Rising costs rendered the Health Ministry’s rate of NIS 3,400 unattractive to hospitals. The Conversion Authority is working on issuing a new tender with more attractive rates, Amichai said. Hospitals typically charge double that for privately funded circumcisions, he added.

“There’s no incentive, it seems, to perform the procedure under the current rate,” said Dr. Yakir Kaufman, a senior official in the Health Ministry, which he represented in the discussion. “From a bottom-line perspective, it’s not cost-effective. There’s a problem with the procedure’s pricing to hospitals,” he added.

“I hope it’ll be worked out now that [circumcision] is transferred to the Conversion Authority,” Cohen said at the discussion.

A Conversion Authority rabbi gives a lesson on Judaism to people undergoing conversion in Jerusalem, Israel on January 3, 2022. (Courtesy of the Conversion Authority)

The Conversion Authority, which has an annual budget of more than NIS 100 million ($26 million), is looking for ways to come up with the funds necessary to cover circumcisions, Amichai told the Knesset committee’s chair, Oded Forer, who urged Amichai to solve the problem.

About 3,000 people convert to Judaism annually through the Conversion Authority and the Israel Defense Forces, which has its own conversion course. Most converts are women — in some years they account for 80% of the total — and many of the male converts are already circumcised when they convert.

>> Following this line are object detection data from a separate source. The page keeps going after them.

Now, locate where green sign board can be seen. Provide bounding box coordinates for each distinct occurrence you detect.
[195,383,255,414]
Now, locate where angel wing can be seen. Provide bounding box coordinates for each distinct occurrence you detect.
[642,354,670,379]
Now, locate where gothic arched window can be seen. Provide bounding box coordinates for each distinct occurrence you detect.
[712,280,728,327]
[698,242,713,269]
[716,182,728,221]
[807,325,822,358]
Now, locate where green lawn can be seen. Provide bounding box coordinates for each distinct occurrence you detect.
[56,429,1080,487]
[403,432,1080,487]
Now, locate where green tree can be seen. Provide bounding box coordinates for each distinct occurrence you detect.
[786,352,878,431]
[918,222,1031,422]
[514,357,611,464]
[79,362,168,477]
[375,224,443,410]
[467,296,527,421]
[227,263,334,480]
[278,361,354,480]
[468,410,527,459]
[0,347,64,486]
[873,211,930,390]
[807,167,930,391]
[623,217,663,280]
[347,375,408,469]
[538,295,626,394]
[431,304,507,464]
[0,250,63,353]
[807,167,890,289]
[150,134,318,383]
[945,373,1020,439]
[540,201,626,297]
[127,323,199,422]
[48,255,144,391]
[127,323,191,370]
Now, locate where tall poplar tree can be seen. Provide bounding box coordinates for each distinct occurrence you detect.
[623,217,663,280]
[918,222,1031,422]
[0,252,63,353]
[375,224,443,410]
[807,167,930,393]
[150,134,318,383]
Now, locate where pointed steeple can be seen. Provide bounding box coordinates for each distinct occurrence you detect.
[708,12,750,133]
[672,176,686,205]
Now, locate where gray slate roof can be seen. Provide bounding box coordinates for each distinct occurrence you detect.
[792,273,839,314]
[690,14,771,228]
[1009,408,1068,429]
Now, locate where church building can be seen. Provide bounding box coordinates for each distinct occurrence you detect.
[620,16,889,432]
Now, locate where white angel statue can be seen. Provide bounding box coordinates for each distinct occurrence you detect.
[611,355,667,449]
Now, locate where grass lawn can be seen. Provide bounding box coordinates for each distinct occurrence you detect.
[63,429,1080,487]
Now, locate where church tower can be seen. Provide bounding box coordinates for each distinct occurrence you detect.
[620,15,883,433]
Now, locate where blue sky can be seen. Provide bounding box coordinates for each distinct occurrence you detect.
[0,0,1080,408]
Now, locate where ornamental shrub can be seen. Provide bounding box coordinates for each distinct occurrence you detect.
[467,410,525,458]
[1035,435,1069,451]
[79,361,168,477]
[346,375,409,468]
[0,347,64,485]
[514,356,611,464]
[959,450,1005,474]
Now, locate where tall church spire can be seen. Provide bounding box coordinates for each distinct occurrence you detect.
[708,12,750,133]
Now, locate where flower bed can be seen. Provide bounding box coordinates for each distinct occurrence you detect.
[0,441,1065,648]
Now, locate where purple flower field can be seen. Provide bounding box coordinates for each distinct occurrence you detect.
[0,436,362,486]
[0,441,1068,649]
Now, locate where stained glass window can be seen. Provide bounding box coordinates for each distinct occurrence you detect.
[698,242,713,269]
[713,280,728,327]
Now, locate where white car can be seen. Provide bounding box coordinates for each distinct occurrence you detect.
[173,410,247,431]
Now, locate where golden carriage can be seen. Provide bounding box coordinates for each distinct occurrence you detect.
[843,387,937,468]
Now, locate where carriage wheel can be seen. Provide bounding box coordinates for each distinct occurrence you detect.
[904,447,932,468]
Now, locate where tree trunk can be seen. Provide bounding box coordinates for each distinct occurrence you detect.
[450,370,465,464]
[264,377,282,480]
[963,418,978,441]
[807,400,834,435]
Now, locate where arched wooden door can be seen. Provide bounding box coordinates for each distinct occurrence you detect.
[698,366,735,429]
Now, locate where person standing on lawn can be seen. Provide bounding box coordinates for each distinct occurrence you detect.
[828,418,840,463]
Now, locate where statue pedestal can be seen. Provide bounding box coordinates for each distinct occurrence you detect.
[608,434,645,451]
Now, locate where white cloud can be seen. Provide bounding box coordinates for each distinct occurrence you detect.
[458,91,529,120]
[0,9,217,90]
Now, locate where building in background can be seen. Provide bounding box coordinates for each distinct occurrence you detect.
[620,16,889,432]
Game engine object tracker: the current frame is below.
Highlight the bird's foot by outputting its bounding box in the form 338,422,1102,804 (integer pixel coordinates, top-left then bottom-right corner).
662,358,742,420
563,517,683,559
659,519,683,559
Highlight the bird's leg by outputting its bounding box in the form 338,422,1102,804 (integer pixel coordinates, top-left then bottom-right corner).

Some converts were born in Israel and many are young immigrants from the Soviet Union, who came to Israel as children under its Law of Return for Jews and their relatives but are not considered Jewish according to the Orthodox interpretation of halachah, Jewish religious law.

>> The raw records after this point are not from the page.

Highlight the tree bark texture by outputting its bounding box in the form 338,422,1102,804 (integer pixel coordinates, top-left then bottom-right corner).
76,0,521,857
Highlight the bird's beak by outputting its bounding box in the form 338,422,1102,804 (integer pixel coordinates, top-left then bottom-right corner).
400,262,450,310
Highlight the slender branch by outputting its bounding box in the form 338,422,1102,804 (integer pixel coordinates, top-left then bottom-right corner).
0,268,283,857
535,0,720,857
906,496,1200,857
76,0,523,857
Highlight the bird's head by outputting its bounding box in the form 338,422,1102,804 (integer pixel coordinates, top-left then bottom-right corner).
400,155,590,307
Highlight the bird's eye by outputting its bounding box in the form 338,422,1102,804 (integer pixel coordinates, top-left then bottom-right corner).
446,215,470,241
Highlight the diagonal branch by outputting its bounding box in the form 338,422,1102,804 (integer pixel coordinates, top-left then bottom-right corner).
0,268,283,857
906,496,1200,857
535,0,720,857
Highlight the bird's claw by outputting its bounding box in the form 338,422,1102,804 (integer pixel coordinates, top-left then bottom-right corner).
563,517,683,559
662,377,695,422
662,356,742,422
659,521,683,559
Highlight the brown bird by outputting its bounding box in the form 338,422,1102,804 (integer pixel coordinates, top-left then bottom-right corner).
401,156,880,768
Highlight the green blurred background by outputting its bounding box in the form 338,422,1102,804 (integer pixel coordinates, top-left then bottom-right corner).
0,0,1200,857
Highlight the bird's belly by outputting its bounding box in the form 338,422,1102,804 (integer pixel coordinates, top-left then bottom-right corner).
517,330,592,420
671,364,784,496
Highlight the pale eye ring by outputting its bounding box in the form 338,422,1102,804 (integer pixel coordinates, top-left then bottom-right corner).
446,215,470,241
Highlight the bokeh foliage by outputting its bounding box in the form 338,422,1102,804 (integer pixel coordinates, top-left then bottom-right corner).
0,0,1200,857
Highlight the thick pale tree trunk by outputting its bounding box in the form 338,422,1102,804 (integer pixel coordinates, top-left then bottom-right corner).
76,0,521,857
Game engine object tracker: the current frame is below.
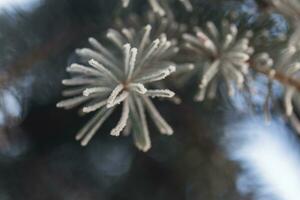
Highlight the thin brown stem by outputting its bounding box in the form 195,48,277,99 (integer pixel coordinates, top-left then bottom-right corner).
250,65,300,92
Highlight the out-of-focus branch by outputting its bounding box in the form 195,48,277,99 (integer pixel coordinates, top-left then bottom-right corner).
250,64,300,92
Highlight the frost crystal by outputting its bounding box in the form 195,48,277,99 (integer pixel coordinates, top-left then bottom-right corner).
57,25,177,151
121,0,193,16
183,21,253,101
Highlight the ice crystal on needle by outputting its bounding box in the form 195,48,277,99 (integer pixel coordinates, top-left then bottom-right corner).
57,25,176,151
183,21,253,101
122,0,193,16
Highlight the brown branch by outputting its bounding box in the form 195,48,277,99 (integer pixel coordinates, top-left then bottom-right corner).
250,64,300,91
0,23,95,88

More than half of the converts who are in limbo due to the circumcision delay are Ethiopians from the Falash Mura minority, whose immigration to Israel is conditioned on the completion of an Orthodox, state-supervised conversion, Amichai confirmed. The Ethiopians are living in Jewish Agency for Israel facilities. Forer pressed the Jewish Agency to divert funds to resolve the problem involving the Ethiopians at least.

Israel’s Ashkenazi Chief Rabbi David Lau, left, and his Sephardi counterpart Yitzhak Yosef attend a religious ceremony in Jerusalem on April 4, 2023. (Yonatan Sindel/Flash90)

The Finance Ministry is processing a request for a budget adjustment to cover circumcisions, Cohen, the Rabbinate’s representative, said at the discussion. Forer urged the Conversion Authority to use its ceiling of NIS 50,000 for special projects without the need for a tender to fund operations for at least some of the men waiting for a circumcision.

Farber, the founder of ITIM, accused authorities of letting converts suffer needlessly. One convert whom ITIM is helping and who is currently serving in Gaza was preparing to pay NIS 7,000 out of his own pocket during a break from the fighting to have a circumcision, Farber said. Eventually, several donors stepped in and funded the operation for him within the past few days, Farber said. The convert did not wish to be interviewed, Farber said.

ITIM got involved with the current delay in circumcisions after being approached by several couples. The delay was holding up their marriage, which Israeli authorities — in this case the Rabbinate — will perform for Jews only if both spouses are Jewish. Israel has no civil marriage option. The convert who wanted to pay for the operation planned to do this so as not to delay his wedding.

“The silver lining of this convert’s story is that Israeli society has such charitable people who stepped in where the state failed this man, but dozens are still in a similar position,” Farber told The Times of Israel.